Bei Flying Lotus hingegen ist mit jeder der knapp 60 Bühnenminuten klar: Dieser Typ ist in Sachen Jazz-HipHop-Fusion aktuell einer der wichtigsten Musiker der Welt. Sein Sound ist unruhig, nervös, zuweilen anstrengend, von ständiger Fluktuation geprägt. Seine Ästhetik ist nicht mehr nur die einer Überforderung, eher die einer kompletten Überdosis. Nach fünf Alben und einem Videospiel-Soundtrack („Grand Theft Auto V“) ist von Flying Lotus, der der Großneffe der Jazz-Musikerin Alice Coltrane ist, als Nächstes übrigens im Sommer sein Debütfilm („Kuso“) zu sehen.

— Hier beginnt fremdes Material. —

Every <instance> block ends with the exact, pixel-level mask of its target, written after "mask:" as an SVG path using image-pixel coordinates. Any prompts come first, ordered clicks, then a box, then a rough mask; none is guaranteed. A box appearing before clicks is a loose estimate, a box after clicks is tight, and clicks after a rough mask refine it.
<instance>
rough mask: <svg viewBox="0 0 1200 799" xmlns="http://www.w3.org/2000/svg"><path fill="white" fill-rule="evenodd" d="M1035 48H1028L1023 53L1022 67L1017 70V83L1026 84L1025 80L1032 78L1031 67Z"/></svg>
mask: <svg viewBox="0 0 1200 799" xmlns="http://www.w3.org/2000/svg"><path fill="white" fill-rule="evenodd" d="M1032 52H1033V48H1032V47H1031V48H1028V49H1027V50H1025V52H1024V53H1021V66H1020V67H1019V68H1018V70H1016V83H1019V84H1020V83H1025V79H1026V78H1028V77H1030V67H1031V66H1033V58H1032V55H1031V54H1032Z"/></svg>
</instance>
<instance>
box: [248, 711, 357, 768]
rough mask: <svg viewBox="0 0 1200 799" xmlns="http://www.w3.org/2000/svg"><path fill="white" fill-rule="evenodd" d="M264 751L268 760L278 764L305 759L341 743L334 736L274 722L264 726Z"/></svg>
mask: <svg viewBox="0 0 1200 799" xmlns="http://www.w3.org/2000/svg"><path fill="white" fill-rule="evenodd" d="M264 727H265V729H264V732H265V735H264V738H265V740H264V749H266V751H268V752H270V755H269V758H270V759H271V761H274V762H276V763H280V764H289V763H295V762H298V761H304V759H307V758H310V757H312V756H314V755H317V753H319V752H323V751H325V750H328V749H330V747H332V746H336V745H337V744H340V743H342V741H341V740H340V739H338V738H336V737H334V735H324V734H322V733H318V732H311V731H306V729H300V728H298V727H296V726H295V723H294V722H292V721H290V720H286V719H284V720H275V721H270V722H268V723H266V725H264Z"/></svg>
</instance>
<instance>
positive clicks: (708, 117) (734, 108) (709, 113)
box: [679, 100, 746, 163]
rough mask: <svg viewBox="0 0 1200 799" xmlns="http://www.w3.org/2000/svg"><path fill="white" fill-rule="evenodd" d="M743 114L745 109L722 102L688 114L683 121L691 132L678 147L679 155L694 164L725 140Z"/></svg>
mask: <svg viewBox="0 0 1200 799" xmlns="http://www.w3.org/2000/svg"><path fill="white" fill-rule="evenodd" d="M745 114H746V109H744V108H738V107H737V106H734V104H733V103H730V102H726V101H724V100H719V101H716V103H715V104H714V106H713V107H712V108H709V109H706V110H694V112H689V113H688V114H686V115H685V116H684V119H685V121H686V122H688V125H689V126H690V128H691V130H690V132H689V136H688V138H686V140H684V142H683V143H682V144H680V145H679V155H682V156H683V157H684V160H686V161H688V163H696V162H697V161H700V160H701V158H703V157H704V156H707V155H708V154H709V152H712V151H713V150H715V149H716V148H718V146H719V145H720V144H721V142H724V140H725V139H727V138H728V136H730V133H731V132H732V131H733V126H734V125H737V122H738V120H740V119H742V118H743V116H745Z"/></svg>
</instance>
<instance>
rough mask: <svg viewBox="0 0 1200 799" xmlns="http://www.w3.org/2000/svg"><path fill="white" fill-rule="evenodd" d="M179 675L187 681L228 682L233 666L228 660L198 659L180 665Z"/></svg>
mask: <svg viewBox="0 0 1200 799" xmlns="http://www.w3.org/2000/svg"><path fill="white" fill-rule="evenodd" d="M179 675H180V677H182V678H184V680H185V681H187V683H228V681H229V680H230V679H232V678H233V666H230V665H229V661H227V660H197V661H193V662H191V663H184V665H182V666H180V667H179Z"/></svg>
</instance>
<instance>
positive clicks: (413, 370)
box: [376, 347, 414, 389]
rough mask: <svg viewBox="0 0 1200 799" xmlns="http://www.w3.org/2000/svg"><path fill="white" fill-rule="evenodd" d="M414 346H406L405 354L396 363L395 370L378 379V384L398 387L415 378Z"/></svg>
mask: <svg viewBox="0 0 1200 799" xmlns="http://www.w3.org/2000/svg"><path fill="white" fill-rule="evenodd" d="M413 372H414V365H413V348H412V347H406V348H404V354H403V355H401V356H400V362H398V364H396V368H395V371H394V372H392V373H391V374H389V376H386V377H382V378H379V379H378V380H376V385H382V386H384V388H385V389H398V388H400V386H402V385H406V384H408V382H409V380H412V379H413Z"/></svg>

Seine Musik ist in Simon Reynolds’ Buch „Retromania“ mal als „durch und durch Netzmusik“ und „Hip-Hop-Jazz für die ADHS-Generation“ bezeichnet worden. Flying Lotus selbst fragte dagegen einmal rhetorisch in einem Interview: „Warum soll man nicht alle Sachen aus der Vergangenheit mit der neuesten Technologie vermischen und so mit dem Abgefahrensten aufwarten, das man sich vorstellen kann?“

Ja, warum eigentlich nicht?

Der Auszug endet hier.